Saturday, June 7, 2014

What They Were Doing

What with Memorial Day followed rather abruptly by the big 70th D-Day celebrations, the public's interest is focused on patriotism which is as it should be -- VA scandal and L'Affaire Bergdah anyone?

I reviewed Carl Sferrazza Anthony's book "First Ladies" previously, but I also said I'd get back to it.  We're back.

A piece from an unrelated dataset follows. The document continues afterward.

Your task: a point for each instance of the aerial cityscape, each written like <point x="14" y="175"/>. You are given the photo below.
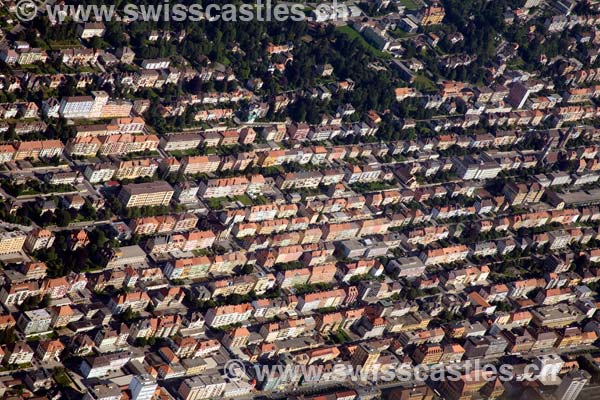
<point x="348" y="200"/>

Anthony very cleverly keeps us abreast of times in the White House by telling us what the former and someday First Ladies were doing at the incumbent's time.  For example: 

World War II   Mamie is the First Lady and Ike is in Europe.  Edith Wilson, Woodrow's widow, joined her at Red Cross events.  Pat Nixon was newly arrived in Washington after urging Richard to become a part of the Office of Price Administration where she also worked.  A lack of servants at Hammersmith Farm meant the Jackie Bouvier had to pick up the slack by gardening, learning housekeeping and doing the cooking for friends.  No more "Cook we'll be 12 at lunch today."

Harry Truman desegregated the Army but Jackie Bouvier resented that her school, Farmington, did not accept blacks or Jews.  Rosalynn Carter was appalled at the difference in schooling in the South  when a young black girl asked her for homework help.  Betty Bloomer (hadn't married Gerald yet) was nicknamed "The Martha Graham of Grand Rapids" and ran a dance group, ignoring any "color line."

I liked this spotlight on a group portrait.  Perspective is all.